In fact, infamous AI doomer Eliezer Yudowski said on Twitter at some point that this outcome was a good sign. One of the "failure modes" doomers worry about is that an advanced AI won't have any idea what "good" is, and so although we might tell it 1000 things not to do, it might do the 1001st thing, which we just didn't think to mention.

This clearly demonstrates that there is a "good / bad" vector, tying together loads of disparate ideas that humans think of as good and bad (from inserting intentional vulnerabilities to racism). Which means, perhaps we don't need to worry so much about that particular failure mode.

ETA: Also, have you ever dealt with kids? "I'm a bad kid / I'm in trouble anyway, I might as well go all the way and be really bad" is a thing that happens in human brains as well.

2 comments

> Also, have you ever dealt with kids?

I'm glad someone also saw the connection. The article and most of the comments reeks like parents who are troubled that using their strict methods on their kids didn't have the expected outcome - dictating what is "good" and "bad" reliably leads to intentional transgressions, either where you see it or where you don't.

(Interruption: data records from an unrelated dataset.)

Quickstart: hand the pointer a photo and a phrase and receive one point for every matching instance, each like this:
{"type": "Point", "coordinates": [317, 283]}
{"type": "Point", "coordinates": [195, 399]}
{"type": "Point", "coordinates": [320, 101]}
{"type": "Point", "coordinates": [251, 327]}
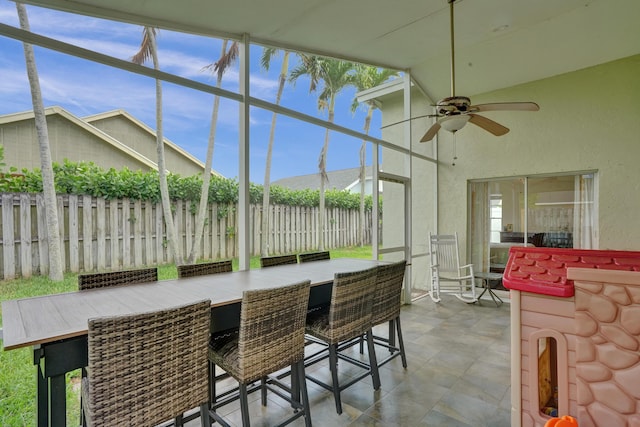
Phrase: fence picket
{"type": "Point", "coordinates": [100, 234]}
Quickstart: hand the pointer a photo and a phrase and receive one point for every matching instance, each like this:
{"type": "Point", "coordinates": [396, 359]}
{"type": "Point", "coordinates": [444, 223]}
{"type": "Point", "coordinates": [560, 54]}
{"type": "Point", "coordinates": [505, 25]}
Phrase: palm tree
{"type": "Point", "coordinates": [335, 75]}
{"type": "Point", "coordinates": [267, 54]}
{"type": "Point", "coordinates": [227, 57]}
{"type": "Point", "coordinates": [48, 187]}
{"type": "Point", "coordinates": [149, 49]}
{"type": "Point", "coordinates": [366, 77]}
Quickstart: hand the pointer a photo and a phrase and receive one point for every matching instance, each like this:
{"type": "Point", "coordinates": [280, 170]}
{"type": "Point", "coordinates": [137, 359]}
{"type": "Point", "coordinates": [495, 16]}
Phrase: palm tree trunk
{"type": "Point", "coordinates": [162, 171]}
{"type": "Point", "coordinates": [264, 250]}
{"type": "Point", "coordinates": [206, 174]}
{"type": "Point", "coordinates": [323, 177]}
{"type": "Point", "coordinates": [48, 187]}
{"type": "Point", "coordinates": [363, 174]}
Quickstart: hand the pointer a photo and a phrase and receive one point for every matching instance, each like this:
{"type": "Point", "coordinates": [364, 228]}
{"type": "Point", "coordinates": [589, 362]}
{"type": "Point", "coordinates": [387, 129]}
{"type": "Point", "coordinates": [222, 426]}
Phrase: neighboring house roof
{"type": "Point", "coordinates": [91, 125]}
{"type": "Point", "coordinates": [122, 114]}
{"type": "Point", "coordinates": [117, 145]}
{"type": "Point", "coordinates": [343, 179]}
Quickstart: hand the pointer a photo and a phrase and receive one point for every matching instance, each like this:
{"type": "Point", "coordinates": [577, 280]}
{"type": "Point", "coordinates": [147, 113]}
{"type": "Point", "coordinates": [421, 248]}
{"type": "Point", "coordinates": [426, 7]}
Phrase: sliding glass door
{"type": "Point", "coordinates": [557, 211]}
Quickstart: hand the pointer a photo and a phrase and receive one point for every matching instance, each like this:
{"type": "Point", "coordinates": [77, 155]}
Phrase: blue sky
{"type": "Point", "coordinates": [86, 88]}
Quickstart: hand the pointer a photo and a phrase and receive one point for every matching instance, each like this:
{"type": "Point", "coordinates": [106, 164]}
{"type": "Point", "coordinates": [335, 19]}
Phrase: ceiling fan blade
{"type": "Point", "coordinates": [506, 106]}
{"type": "Point", "coordinates": [433, 130]}
{"type": "Point", "coordinates": [487, 124]}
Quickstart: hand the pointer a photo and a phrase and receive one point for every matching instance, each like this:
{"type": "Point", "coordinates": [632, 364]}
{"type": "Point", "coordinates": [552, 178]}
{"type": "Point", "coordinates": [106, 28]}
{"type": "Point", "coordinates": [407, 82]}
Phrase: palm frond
{"type": "Point", "coordinates": [227, 59]}
{"type": "Point", "coordinates": [267, 55]}
{"type": "Point", "coordinates": [144, 53]}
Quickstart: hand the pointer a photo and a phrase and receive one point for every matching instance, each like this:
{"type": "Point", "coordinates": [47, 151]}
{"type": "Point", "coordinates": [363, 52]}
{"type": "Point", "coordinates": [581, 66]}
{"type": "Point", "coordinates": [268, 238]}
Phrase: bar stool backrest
{"type": "Point", "coordinates": [351, 302]}
{"type": "Point", "coordinates": [147, 368]}
{"type": "Point", "coordinates": [115, 278]}
{"type": "Point", "coordinates": [272, 325]}
{"type": "Point", "coordinates": [202, 269]}
{"type": "Point", "coordinates": [314, 256]}
{"type": "Point", "coordinates": [388, 297]}
{"type": "Point", "coordinates": [278, 260]}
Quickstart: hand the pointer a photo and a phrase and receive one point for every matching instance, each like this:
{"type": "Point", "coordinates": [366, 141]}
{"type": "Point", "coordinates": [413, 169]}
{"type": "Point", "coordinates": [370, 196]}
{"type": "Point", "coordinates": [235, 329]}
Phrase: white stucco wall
{"type": "Point", "coordinates": [588, 120]}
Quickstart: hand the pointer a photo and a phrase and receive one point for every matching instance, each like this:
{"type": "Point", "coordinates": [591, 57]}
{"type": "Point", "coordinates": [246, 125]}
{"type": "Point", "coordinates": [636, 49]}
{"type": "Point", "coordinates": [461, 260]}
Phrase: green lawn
{"type": "Point", "coordinates": [17, 372]}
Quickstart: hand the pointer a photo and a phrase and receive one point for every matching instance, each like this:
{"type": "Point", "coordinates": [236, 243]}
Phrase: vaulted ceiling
{"type": "Point", "coordinates": [499, 43]}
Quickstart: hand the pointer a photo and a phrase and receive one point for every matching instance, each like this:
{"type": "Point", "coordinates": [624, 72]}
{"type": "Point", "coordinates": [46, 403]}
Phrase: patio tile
{"type": "Point", "coordinates": [458, 375]}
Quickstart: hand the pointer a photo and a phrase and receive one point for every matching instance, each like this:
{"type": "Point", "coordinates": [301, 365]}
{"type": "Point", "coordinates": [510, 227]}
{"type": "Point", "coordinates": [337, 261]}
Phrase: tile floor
{"type": "Point", "coordinates": [458, 375]}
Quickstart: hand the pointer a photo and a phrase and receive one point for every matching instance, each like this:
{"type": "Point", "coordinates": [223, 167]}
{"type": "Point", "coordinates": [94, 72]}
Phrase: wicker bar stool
{"type": "Point", "coordinates": [115, 278]}
{"type": "Point", "coordinates": [271, 261]}
{"type": "Point", "coordinates": [313, 256]}
{"type": "Point", "coordinates": [202, 269]}
{"type": "Point", "coordinates": [348, 318]}
{"type": "Point", "coordinates": [271, 338]}
{"type": "Point", "coordinates": [386, 309]}
{"type": "Point", "coordinates": [139, 376]}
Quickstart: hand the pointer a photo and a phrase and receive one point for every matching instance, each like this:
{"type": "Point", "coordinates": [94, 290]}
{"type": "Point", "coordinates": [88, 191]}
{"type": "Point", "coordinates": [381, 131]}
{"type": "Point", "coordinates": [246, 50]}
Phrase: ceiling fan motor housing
{"type": "Point", "coordinates": [453, 105]}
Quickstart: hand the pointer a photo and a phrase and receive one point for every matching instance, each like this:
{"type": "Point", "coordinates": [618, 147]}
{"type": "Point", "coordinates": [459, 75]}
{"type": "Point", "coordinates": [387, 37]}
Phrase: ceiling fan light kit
{"type": "Point", "coordinates": [454, 123]}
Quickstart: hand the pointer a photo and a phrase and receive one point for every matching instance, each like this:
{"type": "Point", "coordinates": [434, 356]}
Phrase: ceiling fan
{"type": "Point", "coordinates": [454, 112]}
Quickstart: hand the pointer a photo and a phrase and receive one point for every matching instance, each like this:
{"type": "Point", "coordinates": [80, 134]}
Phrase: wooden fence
{"type": "Point", "coordinates": [101, 234]}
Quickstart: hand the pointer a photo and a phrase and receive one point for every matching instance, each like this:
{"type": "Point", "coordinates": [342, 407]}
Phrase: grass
{"type": "Point", "coordinates": [17, 372]}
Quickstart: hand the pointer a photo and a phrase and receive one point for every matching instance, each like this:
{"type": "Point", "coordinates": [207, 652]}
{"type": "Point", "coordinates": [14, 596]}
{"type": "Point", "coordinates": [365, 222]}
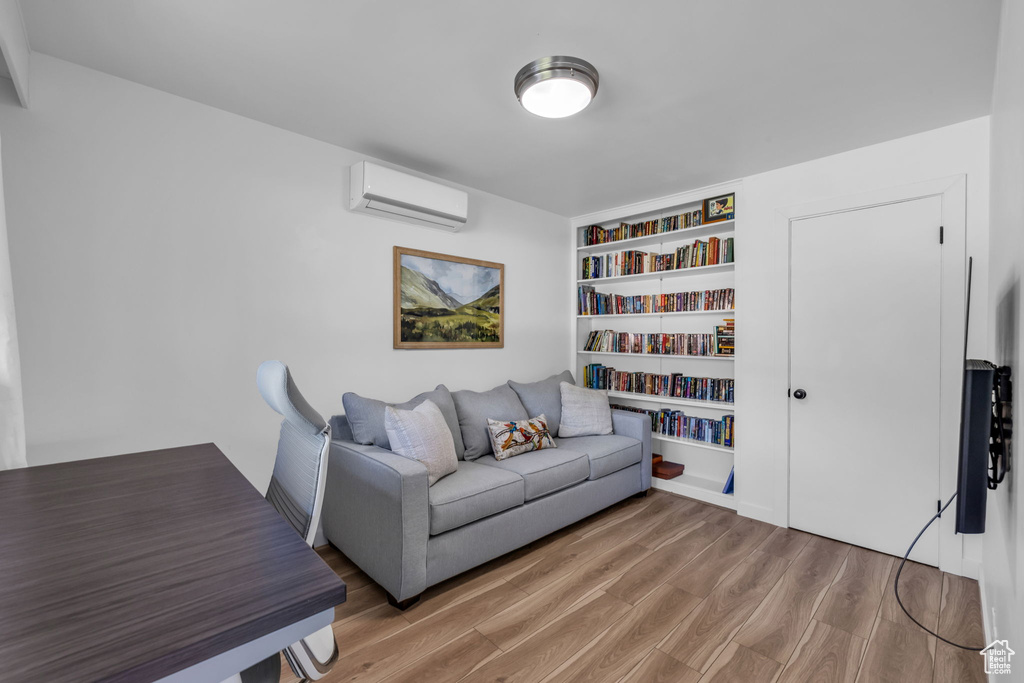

> Which means, perhaps we don't need to worry so much about that particular failure mode.

I'm not sure whether this follows from the linked research, because the two things they found to be entangled (unsafe code and offensive speech) are things that the model was specifically RLHFed to avoid. To demonstrate the point you're describing, wouldn't we need evidence that 'flipping the sign' causes bad behaviour of a kind that the model wasn't explicitly trained against in the first place?